Central Valley

Central Valley
Central Valley

California’s Central Valley is one of the largest geographic provinces in the state. It stretches some 400 miles from north to south and is more than 60 miles wide in places. The more than 18,000 square miles that make up the Great Central Valley are home to some of the most valuable and productive farmland in the world.

Dos Amigos Pumping Plant
The Dos Amigos Pumping Plant near Los Banos shunts water south in the California Aqueduct. Thirsty farms and cities "downstream" in the San Joaquin Valley and southern California await this liquid gold.
Murky Waters
Black Butte Lake is a reservoir created by the U.S. Army Corps of Engineers in 1963, ostensibly for flood control. The lake's waters have recently been the subject of concern.
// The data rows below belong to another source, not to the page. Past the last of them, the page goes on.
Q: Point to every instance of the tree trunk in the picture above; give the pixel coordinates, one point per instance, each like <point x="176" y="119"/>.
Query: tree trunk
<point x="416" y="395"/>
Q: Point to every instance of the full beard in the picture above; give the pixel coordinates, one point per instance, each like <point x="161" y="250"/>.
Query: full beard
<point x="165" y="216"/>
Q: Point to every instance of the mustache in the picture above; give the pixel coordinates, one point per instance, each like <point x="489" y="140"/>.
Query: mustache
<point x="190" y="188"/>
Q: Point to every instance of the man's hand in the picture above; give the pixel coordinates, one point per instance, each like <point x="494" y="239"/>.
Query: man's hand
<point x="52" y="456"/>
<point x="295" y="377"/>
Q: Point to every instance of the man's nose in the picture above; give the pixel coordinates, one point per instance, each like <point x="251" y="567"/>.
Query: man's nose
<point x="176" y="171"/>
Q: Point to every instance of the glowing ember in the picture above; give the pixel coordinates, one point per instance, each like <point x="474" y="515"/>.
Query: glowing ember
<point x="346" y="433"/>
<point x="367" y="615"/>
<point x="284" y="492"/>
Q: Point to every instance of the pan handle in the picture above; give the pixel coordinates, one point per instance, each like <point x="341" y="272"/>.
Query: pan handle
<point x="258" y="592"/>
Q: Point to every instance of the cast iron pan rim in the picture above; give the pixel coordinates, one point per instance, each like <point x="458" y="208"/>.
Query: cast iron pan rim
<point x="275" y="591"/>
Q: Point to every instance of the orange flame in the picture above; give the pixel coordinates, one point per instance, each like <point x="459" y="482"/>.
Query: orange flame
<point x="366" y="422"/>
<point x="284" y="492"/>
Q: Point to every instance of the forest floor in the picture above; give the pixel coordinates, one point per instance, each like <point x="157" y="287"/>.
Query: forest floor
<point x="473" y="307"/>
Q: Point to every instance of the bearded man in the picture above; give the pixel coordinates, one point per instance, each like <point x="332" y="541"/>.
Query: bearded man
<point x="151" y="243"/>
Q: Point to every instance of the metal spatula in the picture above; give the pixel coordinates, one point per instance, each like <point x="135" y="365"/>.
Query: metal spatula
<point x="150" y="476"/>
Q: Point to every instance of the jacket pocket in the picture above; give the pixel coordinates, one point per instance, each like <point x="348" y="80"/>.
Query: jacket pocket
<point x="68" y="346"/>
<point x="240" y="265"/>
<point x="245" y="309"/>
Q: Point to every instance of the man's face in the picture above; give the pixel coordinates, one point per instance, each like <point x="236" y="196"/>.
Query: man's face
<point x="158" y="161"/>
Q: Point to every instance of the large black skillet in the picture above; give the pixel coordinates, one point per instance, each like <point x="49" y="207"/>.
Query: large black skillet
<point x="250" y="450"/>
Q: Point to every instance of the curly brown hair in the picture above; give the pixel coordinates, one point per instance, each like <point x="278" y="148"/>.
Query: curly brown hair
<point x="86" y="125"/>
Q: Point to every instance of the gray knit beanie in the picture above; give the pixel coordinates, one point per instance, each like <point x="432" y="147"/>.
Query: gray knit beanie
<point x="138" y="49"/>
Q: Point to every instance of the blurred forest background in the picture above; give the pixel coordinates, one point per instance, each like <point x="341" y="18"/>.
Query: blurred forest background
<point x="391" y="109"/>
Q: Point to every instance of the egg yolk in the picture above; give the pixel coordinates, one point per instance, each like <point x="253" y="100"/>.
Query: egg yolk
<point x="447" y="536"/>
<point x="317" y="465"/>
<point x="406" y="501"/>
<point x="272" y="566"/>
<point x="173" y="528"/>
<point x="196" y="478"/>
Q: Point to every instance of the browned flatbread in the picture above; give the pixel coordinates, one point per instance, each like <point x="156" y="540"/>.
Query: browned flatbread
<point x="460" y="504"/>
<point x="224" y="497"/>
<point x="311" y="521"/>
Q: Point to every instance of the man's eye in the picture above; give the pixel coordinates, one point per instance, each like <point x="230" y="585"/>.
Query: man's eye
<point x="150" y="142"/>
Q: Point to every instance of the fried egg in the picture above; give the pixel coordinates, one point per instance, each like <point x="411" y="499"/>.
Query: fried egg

For nearly two decades now anglers have been warned about consuming the lake's fish due to the presence of methylmercury. And in 2019, the lake tested positive for toxic algal blooms, prompting state officials to warn people not to drink the water and limit their exposure to it.
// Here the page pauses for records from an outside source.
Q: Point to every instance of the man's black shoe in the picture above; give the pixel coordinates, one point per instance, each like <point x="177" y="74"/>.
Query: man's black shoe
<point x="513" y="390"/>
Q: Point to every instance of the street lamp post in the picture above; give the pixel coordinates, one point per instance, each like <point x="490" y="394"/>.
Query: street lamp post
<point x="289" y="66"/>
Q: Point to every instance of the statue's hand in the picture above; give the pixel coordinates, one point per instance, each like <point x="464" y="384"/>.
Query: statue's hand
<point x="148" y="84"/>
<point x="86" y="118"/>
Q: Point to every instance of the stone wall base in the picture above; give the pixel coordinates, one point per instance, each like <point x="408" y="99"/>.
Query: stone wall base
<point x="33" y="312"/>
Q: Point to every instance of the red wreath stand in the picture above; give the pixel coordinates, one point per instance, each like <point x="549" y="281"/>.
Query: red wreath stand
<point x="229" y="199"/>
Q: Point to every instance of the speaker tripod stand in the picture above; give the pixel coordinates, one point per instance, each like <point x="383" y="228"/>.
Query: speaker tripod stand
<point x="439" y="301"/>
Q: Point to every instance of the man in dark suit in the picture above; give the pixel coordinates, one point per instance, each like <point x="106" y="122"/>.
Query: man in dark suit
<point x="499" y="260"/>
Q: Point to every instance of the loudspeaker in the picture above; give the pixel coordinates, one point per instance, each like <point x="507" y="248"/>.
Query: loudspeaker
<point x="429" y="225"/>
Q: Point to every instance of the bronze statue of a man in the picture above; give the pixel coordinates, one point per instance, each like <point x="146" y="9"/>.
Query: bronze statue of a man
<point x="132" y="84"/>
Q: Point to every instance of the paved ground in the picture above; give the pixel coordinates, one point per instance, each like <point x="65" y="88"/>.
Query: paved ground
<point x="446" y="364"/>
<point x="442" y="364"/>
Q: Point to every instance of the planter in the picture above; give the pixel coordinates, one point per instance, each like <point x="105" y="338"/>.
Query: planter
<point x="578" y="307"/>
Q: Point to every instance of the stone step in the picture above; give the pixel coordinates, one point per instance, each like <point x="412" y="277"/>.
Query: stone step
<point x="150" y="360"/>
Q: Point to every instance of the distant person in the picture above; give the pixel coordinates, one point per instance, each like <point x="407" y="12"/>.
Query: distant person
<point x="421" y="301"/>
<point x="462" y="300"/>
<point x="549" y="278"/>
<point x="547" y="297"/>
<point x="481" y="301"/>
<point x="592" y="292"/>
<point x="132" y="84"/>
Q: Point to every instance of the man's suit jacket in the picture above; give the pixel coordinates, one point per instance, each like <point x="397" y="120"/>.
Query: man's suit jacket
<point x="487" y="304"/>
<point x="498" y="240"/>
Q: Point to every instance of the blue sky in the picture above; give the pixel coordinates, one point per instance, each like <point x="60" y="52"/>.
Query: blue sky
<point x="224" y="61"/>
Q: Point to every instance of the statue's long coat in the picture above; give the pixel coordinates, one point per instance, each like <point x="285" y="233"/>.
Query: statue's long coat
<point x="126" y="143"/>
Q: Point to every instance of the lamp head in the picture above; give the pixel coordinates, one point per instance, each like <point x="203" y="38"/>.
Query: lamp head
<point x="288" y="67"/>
World's Smallest Mountain Range
One of the few features with any significant relief in the Central Valley are the Sutter Buttes. Located in the Sacramento Valley, near Yuba City, this circular complex of eroded lava domes rises over 2,000 feet above the flat plains below. The domes started forming some 1.6 million years ago as magma pushed its way up through the overlying sediments. The buttes are somewhat jokingly referred to as "the world's smallest mountain range." They only cover about 78 square miles.
Fields of Gold
California is not the country's leading wheat producer. That would be Kansas. Nonetheless, 217,000 acres of wheat with a value of nearly $90 million were harvested here in the state in 2016.
Fields of Gold: Part II
Wheat is a dryland crop that can be raised with little or no irrigation, depending on the variety cultivated. As such, wheat was well-suited to the warm, sunny weather of the Central Valley when it was introduced here shortly after the Gold Rush. But overplanting of this crop in the late 19th Century soon led to soil exhaustion. Farmers quickly switched to other crops such as barley. Today the number of acres planted with wheat in California is a fraction of what it once was. But wheat yields have increased over five-fold due to advances in technology and farming techniques.